5548 sayılı Kamu Denetçiliği Kurumu Kanunun 2008 yılında Anayasa Mahkemesi tarafından tümüyle iptal olunması kararı bir bakıma Kamu Denetçiliği Kurumu’nun anayasal bir statüye kavuşmasının yolunu açmıştır. Adalet ve Kalkınma Partisi Hükümeti 5548 sayılı Kanun’da yaşanan anayasal sorunları aşabilmek için Kanun’un iptal gerekçeleri ve muhalefetin görüşlerini de dikkate alarak bir Anayasa değişiklik paketi hazırlamış (5982 sayılı, Türkiye Cumhuriyeti Anayasasının Bazı Maddelerinde Değişiklik Yapılması Hakkında Kanun) ve 30 Mart 2010 tarihinde 26 maddeden oluşan Anayasa değişiklik paketi içinde Kamu Denetçiliği Kurumu ile ilgili düzenlemeler yapılmıştır (Efe ve Demirci,2013:58). Şengül’e (2013) göre 2010 yılında gerçekleşen anayasa değişikliğiyle 74.maddeye Kamu Denetçiliği ilave edilerek anayasallık sorununun ortadan kaldırıldığını savunmuştur (Şengül, 2013: 74). Gerçekten de söz konusu paketin 8. maddesiyle, Anayasanın 74. maddesinin kenar başlığı “VII. Dilekçe, bilgi edinme ve kamu denetçisine başvurma hakkı” şeklinde

değiştirilmiştir (Dursun,2011: 384). 74. maddenin üçüncü fıkrası kaldırılmış ve söz konusu maddeye yeni fıkralar eklemiştir. Bunlar:

(Ek fıkra: 7/5/2010-5982/8 md.) Herkes, bilgi edinme ve kamu denetçisine başvurma hakkına sahiptir.

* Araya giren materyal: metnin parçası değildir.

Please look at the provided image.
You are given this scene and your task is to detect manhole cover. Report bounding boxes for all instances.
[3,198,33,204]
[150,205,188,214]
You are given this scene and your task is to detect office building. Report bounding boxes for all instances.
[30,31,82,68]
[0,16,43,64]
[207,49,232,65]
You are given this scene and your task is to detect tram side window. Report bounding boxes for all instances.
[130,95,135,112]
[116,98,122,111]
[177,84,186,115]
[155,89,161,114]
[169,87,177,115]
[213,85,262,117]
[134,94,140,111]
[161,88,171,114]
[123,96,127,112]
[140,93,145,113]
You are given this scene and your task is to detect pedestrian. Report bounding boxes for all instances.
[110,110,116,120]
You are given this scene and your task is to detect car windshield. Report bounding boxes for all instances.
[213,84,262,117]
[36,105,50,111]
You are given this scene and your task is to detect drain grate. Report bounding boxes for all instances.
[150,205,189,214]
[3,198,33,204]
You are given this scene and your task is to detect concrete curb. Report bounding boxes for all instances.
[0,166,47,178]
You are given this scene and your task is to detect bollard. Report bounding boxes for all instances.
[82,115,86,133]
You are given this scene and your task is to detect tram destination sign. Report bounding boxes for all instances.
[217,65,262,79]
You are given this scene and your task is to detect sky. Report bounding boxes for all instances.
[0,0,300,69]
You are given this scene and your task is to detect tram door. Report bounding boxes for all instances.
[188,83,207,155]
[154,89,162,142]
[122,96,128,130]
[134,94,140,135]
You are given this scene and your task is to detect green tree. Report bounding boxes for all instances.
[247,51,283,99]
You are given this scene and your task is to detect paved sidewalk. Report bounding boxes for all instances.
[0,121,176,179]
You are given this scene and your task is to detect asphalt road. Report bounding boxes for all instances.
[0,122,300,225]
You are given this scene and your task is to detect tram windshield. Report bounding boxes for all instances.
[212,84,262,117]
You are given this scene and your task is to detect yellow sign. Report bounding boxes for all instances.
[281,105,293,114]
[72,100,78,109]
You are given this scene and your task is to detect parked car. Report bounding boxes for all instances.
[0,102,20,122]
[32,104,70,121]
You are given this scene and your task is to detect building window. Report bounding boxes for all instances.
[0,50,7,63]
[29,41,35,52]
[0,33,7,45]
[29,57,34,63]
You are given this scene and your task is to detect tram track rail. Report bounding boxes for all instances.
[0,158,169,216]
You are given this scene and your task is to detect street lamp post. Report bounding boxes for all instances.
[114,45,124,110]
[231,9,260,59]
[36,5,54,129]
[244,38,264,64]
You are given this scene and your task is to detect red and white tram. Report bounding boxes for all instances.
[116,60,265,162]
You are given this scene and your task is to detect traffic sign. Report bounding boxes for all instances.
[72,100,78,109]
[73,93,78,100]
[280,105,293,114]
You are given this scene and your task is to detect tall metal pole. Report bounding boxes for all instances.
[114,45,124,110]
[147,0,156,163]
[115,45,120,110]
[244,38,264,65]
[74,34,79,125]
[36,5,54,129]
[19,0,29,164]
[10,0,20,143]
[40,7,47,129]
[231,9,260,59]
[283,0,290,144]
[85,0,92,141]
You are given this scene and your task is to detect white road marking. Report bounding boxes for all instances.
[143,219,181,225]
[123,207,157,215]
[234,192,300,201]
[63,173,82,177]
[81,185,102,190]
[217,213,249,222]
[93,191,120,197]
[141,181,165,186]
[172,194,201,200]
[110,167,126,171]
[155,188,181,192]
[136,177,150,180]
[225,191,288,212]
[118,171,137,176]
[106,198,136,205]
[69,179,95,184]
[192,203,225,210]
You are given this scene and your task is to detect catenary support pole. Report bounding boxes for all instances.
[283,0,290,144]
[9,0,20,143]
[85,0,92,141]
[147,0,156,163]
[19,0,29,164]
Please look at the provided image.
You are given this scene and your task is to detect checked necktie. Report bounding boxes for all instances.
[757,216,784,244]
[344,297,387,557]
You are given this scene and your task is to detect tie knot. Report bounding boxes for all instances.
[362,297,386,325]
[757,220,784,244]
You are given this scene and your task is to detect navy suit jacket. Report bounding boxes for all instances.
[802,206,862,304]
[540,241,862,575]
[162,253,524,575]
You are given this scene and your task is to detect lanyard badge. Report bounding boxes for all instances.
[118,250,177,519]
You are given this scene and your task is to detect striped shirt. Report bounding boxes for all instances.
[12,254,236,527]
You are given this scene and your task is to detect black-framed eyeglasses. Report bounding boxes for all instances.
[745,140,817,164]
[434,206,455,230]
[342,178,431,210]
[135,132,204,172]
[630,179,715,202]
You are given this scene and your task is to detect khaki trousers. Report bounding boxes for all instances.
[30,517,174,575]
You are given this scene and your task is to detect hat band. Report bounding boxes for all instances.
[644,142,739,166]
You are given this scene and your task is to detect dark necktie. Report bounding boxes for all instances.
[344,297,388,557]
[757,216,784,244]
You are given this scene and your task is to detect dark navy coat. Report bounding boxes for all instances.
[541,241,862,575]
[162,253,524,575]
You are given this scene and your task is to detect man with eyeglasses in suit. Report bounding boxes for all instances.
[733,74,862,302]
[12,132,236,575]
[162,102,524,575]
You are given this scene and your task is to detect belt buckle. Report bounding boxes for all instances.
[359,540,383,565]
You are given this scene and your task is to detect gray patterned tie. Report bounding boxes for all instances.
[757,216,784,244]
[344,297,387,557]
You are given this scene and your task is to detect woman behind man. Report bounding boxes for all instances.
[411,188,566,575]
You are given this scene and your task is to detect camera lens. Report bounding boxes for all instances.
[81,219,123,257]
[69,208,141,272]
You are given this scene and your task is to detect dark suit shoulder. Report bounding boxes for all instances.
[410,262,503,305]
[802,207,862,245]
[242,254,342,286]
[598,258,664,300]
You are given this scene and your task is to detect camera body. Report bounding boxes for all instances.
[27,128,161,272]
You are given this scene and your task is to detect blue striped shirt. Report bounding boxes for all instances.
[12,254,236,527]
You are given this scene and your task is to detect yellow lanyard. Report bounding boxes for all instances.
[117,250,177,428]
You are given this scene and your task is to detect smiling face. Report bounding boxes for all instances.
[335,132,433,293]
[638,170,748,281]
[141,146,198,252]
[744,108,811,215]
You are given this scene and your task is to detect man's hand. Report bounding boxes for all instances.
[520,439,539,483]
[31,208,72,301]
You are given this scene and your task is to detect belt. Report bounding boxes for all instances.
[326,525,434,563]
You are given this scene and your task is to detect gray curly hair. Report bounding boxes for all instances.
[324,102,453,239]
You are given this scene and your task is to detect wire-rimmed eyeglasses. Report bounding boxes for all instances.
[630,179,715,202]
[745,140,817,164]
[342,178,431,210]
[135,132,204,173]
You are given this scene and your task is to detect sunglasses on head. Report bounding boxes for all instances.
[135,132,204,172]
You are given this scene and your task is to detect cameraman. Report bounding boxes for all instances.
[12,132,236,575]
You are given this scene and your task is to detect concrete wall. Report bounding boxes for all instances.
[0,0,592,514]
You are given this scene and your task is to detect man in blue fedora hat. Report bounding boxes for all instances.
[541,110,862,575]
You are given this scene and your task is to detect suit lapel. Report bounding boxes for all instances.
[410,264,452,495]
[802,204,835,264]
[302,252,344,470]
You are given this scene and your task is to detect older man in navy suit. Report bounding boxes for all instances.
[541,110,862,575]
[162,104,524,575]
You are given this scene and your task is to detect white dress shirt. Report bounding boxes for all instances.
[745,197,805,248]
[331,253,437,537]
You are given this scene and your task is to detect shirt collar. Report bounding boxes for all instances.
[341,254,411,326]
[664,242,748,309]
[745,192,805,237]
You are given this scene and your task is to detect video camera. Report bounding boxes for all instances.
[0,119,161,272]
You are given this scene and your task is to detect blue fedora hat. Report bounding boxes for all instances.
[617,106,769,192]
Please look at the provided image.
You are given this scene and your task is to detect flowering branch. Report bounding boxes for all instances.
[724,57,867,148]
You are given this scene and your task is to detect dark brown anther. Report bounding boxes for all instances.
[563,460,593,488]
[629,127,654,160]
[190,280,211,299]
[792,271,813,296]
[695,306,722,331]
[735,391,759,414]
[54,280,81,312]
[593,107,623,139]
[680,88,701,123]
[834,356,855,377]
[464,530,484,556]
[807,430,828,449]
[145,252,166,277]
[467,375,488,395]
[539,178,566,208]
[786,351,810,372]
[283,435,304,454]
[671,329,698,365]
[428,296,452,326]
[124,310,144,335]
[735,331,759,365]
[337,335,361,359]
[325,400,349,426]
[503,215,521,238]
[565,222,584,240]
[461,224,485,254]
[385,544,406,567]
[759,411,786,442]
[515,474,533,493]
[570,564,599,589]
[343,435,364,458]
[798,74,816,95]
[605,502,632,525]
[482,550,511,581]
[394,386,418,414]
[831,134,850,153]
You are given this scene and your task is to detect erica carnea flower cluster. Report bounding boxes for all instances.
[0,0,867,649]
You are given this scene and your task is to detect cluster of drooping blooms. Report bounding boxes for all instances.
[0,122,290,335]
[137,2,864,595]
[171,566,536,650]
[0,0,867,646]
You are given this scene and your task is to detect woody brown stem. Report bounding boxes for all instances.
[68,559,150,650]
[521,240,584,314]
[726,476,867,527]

(Ek fıkra: 7/5/2010-5982/8 md.) Türkiye Büyük Millet Meclisi Başkanlığına bağlı olarak kurulan Kamu Denetçiliği Kurumu idarenin işleyişiyle ilgili şikâyetleri inceler.

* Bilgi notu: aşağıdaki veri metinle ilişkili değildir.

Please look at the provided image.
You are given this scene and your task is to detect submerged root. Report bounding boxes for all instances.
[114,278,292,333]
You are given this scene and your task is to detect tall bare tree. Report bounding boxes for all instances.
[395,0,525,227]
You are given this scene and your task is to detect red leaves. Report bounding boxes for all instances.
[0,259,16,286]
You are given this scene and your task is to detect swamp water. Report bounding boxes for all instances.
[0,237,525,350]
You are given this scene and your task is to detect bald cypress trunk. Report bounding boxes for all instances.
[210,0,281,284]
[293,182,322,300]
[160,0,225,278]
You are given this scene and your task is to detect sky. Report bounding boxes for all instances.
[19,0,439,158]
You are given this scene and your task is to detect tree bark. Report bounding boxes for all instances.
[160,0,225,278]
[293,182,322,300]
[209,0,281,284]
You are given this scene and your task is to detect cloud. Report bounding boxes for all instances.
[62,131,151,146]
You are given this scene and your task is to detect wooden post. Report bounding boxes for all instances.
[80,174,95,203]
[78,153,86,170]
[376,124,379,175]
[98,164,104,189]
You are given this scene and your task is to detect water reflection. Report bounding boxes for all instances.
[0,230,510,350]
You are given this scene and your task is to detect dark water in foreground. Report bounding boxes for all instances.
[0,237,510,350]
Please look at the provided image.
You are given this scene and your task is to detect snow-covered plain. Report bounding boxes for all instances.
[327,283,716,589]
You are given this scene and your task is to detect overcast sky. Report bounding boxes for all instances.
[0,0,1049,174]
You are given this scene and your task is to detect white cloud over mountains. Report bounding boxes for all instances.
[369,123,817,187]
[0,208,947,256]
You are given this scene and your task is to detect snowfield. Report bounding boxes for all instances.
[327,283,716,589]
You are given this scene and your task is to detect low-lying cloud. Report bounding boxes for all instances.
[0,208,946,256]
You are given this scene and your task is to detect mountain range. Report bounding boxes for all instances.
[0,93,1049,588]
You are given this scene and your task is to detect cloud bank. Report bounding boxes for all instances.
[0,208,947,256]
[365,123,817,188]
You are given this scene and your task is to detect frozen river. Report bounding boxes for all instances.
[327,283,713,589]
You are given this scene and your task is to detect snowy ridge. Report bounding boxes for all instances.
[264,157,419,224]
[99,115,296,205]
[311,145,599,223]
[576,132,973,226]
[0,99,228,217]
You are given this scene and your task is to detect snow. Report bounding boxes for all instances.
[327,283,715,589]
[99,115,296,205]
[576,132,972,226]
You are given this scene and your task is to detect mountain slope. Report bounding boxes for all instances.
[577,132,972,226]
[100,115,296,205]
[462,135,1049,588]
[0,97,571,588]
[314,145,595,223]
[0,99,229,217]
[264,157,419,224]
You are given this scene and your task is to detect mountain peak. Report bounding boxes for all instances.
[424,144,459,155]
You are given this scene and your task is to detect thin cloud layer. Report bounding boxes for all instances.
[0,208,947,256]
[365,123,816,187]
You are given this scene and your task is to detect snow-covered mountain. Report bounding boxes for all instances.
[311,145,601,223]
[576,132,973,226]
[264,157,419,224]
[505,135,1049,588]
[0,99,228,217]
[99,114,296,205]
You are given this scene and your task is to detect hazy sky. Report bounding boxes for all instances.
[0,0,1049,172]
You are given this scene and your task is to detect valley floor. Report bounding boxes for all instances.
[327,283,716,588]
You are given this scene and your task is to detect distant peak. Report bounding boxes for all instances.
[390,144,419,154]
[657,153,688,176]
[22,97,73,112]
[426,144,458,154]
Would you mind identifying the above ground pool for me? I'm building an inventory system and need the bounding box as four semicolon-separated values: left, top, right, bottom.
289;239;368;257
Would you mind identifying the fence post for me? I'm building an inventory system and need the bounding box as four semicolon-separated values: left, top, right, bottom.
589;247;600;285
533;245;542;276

(Ek fıkra: 7/5/2010-5982/8 md.) Kamu Başdenetçisi Türkiye Büyük Millet Meclisi tarafından gizli oyla dört yıl için seçilir. İlk iki oylamada üye tamsayısının üçte iki ve üçüncü oylamada üye tamsayısının salt çoğunluğu aranır. Üçüncü oylamada salt çoğunluk sağlanamazsa, bu oylamada en çok oy alan iki aday için dördüncü oylama yapılır; dördüncü oylamada en fazla oy alan aday seçilmiş olur.

(Ek fıkra: 7/5/2010-5982/8 md.) Bu maddede sayılan hakların kullanılma biçimi, Kamu Denetçiliği Kurumunun kuruluşu, görevi, çalışması, inceleme sonucunda yapacağı işlemler ile Kamu Başdenetçisi ve kamu denetçilerinin nitelikleri, seçimi ve

özlük haklarına ilişkin usûl ve esaslar kanunla düzenlenir.” (Odyakmaz, 2013: 18). Bu

hükümler ile kurumun anayasal altyapıya kavuşması hedeflenmiştir.

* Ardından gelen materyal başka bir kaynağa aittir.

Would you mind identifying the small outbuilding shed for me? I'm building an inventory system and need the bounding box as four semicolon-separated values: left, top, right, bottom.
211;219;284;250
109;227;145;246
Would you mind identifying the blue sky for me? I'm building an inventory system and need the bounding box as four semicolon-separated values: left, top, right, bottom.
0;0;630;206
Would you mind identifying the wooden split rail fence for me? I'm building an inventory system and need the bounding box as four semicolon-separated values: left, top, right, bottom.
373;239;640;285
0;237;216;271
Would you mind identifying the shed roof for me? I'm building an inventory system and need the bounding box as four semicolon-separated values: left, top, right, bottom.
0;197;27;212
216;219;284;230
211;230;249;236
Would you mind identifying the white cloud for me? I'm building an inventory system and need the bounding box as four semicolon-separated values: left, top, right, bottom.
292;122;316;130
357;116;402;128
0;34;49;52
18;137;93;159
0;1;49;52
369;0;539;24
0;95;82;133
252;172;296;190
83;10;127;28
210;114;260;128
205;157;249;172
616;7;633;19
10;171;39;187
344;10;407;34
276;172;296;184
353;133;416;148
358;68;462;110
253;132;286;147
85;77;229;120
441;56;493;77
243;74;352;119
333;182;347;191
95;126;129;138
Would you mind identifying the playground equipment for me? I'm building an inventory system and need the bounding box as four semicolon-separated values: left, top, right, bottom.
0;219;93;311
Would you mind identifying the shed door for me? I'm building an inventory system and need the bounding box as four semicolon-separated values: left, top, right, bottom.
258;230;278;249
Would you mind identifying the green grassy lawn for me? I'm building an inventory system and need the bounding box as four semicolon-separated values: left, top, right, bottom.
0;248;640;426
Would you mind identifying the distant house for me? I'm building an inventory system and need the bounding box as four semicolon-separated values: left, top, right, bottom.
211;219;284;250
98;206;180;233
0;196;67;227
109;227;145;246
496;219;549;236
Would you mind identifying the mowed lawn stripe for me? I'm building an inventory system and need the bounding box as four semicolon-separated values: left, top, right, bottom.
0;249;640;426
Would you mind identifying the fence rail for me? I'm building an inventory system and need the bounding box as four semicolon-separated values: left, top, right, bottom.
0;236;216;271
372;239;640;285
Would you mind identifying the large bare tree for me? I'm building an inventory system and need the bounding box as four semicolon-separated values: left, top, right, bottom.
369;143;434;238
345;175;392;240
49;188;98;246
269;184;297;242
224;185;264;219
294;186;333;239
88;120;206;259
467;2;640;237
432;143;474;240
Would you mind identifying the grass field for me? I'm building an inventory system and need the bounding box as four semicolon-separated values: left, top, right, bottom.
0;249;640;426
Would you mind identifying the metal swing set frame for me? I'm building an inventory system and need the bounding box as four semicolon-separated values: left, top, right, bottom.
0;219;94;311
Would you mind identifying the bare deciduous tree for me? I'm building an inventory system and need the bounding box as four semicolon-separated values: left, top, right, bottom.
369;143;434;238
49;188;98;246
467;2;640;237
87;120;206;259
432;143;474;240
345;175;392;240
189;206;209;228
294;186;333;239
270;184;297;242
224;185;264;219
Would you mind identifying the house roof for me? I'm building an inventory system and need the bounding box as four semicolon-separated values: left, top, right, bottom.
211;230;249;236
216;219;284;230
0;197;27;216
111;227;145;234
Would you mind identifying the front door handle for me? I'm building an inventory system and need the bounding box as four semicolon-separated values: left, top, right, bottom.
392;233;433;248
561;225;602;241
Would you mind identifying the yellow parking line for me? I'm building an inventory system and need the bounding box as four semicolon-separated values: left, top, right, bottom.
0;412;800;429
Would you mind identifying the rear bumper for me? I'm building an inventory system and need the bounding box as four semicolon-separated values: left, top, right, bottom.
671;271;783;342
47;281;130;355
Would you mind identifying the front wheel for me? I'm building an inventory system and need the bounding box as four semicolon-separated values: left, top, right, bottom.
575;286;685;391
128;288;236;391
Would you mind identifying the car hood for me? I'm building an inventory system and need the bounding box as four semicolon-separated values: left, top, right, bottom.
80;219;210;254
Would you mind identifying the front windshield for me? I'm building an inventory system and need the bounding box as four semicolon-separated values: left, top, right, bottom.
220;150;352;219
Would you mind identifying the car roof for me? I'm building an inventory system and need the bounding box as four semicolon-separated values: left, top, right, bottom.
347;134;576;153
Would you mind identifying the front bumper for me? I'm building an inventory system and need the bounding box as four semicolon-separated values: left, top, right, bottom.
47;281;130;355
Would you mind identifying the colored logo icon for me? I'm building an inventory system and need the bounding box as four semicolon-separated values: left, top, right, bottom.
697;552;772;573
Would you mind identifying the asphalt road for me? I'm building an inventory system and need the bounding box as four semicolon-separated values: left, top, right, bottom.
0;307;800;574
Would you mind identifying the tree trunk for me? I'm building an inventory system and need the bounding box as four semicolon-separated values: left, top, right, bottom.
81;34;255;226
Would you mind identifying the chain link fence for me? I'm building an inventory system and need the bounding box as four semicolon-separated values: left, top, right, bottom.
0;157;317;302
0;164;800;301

Anayasa değişikliği ile ilgili paket Meclis Genel Kurulu’nda görüşülmüş, fakat iktidar partisi, anayasa değiştirme çoğunluğunu sağlayamadan Cumhurbaşkanlığına gönderdiği için Cumhurbaşkanlığı anayasa değişikliği ile ilgili paketi halkoyuna sunmuş, 12 Eylül 2010 tarihinde yapılan halk oylamasıyla halkın % 58’i anayasa değişiklik paketine “evet” oyu kullanması sayesinde paket onaylamıştır. Böylece Kamu Denetçiliği Kurumuyla ilgili Anayasa Mahkemesi tarafından iptal gerekçelerinden Anayasanın 6. maddesinde “hiçbir kimse veya organ kaynağını anayasadan almayan bir devlet yetkisi kullanamaz” ilkesine hem de 87. maddesinde yer alan meclisin görev ve yetkileri maddesinde “böyle bir görev ve yetkinin olmaması hali” gibi iptal gerekçeleri ortadan kaldırılmıştır (Efe ve Demirci, 2013: 59). Böylece

Anayasal engelin ortadan kalması ile 5548 sayılı Kanun’un çoğu hükümleri içeren yeni bir Kamu Denetçiliği Kurumu Kanunu tasarısı hazırlanmış ve Bakanlar Kurulundaki

tüm üyelerin imzasıyla Meclis Başkanlığına 05.01.2011 tarihinde ilgili tasarı Anayasa komisyonu tarafından kabul edilmiştir. Bu kanun kapsamında başdenetçi olarak görevlendirilen kişi dört yıl süreyle göreve getirilmesi kararlaştırılmıştır.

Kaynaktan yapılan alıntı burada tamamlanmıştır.